As I grew up, and due to some tough experiences, I began to become a little more refined, impatient, irritable and less understanding of why my Daddy is the way that he is. Yeah, it was definitely during my rocky and emotional teenage years. My two weeks in the summer with Daddy turned into a few days while Mom and I were visiting the family, whenever we made the long drive. However, I believe that I grew up with the perfect balance of serenity and city-life. Today, this helps me appreciate life and understanding the necessary balances.
Now, more about Dad. How are you doing on the transition between Daddy and Dad? Ya following? I seriously love both of my fathers in their own special ways, trust me. But, there is something very unique about my Dad. He is the most selfless, hard-working, compassionate, clever, spiritual being you could ever meet. Within a few seconds of meeting him, you can feel the energy that he carries. You feel safe, comfortable and an assurance that he has your best interest at heart- family or stranger. I have to say that he is the reason why I am who I am today. We love others through deep trenches over and over and over because, well, we love hard. We work to constantly find ways to grow and improve ourselves because we have an understanding that learning doesn’t stop. We work to become the absolute best that we can be. He inspires me to read because reading is knowledge waiting to be obtained. He pushed me to go to college, to be the best in my classes, to strive for the greatest achievements in life. And guess what, I did! And I kicked some serious ass. Today, I’m the same workaholic that he is. I am also the one who feels the need to help others just as he does. I don’t half-ass anything. I perfect my work and my life to best of my abilities. I hold myself to a very high standard (that one took a little longer to grasp) and I don’t settle for anything less than the possibility of the best. We value life and are cognizant of the fact that our time is limited. We also know that sometimes life throws curveballs that we cannot prepare ourselves for and sometimes we are not meant to understand why things turn out the way that they do. We just have to be okay with it, whatever it ends of being. Because of him, I think deeply about life and I know that I have a force of the Universe within that leads me. I thank him for that.
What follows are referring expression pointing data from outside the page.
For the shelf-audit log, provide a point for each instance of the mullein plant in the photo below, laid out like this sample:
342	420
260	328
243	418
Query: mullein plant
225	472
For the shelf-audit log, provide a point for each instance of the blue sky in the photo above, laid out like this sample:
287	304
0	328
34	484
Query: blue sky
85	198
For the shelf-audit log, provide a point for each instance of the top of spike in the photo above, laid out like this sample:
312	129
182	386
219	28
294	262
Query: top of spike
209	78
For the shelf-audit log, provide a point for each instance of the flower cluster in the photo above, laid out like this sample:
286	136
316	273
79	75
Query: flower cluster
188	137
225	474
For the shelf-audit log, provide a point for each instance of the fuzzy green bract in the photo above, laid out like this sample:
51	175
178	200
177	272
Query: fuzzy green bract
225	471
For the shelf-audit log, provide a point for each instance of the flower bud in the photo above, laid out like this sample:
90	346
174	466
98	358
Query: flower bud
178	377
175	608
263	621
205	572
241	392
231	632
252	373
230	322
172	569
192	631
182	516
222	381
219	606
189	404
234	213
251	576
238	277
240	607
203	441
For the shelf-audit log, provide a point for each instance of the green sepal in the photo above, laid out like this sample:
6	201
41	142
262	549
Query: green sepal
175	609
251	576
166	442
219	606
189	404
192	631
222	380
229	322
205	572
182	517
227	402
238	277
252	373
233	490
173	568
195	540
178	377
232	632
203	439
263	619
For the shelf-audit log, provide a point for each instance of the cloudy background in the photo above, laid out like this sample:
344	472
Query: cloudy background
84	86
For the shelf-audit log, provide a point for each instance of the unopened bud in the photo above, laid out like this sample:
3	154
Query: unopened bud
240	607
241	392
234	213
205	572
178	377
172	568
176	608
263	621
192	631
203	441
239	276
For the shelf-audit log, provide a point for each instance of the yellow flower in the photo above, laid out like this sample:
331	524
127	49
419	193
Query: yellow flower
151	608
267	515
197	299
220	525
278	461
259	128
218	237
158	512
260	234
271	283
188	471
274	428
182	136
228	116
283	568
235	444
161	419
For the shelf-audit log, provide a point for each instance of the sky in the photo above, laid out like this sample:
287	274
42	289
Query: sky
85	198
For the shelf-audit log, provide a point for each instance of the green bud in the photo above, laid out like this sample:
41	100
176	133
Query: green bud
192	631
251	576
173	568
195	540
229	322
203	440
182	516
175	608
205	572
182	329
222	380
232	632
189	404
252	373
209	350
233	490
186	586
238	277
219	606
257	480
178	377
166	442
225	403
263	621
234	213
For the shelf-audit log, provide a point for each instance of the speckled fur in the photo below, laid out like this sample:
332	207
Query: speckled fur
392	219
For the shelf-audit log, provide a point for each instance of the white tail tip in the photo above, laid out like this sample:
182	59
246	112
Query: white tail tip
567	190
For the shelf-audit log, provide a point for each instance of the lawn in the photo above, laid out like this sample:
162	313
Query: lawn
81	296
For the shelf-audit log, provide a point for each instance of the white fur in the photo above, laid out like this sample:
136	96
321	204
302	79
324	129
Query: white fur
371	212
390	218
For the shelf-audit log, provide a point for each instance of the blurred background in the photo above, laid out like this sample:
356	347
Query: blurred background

Today, my Dad and Mom are no longer together. They divorced after about seventeen years of marriage. It broke me as a seventeen year-old, but my relationship with my Dad only grew stronger. He continued to inspire me and provide the BEST emotional support a father could give his teenage daughter. He was and is my rock. My every reason for my current state of existence. I cannot imagine life and reality without him.
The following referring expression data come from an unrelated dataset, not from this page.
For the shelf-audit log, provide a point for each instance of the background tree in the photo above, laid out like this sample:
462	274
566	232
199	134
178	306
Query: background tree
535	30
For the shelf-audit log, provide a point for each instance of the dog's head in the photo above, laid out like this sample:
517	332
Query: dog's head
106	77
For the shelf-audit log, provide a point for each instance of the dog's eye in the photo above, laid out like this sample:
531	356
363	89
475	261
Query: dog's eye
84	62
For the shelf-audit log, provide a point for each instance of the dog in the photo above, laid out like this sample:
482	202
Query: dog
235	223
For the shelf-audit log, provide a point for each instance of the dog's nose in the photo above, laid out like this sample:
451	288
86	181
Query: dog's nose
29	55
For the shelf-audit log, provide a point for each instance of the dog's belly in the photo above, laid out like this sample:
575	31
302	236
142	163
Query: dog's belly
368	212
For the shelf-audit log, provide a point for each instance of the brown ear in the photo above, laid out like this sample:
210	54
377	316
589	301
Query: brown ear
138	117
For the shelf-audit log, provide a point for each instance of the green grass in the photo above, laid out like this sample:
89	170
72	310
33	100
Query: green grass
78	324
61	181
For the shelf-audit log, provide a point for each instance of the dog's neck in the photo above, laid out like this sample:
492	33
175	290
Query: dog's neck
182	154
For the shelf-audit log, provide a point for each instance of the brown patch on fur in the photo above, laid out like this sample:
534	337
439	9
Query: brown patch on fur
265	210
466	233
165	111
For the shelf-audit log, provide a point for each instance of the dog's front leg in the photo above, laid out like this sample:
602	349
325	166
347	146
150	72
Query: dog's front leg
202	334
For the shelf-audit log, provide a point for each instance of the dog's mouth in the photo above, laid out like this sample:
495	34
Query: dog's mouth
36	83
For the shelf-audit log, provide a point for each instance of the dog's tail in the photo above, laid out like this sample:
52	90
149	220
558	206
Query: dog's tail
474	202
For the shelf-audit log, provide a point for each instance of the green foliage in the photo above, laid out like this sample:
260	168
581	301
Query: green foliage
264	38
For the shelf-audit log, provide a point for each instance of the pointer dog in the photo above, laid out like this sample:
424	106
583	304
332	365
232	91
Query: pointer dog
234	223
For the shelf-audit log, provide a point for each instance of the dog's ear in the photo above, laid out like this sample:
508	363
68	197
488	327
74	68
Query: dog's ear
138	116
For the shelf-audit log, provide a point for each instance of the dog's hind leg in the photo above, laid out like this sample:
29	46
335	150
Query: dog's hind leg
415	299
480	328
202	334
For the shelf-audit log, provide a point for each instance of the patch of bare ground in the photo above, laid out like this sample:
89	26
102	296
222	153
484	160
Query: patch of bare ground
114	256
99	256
My entire life has been a complicated journey (trust me, I didn’t write about it all here). I have two fathers whom I love dearly. They have influenced me in their own unique ways to provide perspective, appreciation and love. I am so grateful for the fate of these two men being in my life. They inspire me. And they are both just as equally my fathers- doesn’t matter that only one of them help create me, physically. Daddy made me, but Dad molded me. Our bonds are undeniable.
I love you both, forever and eternally.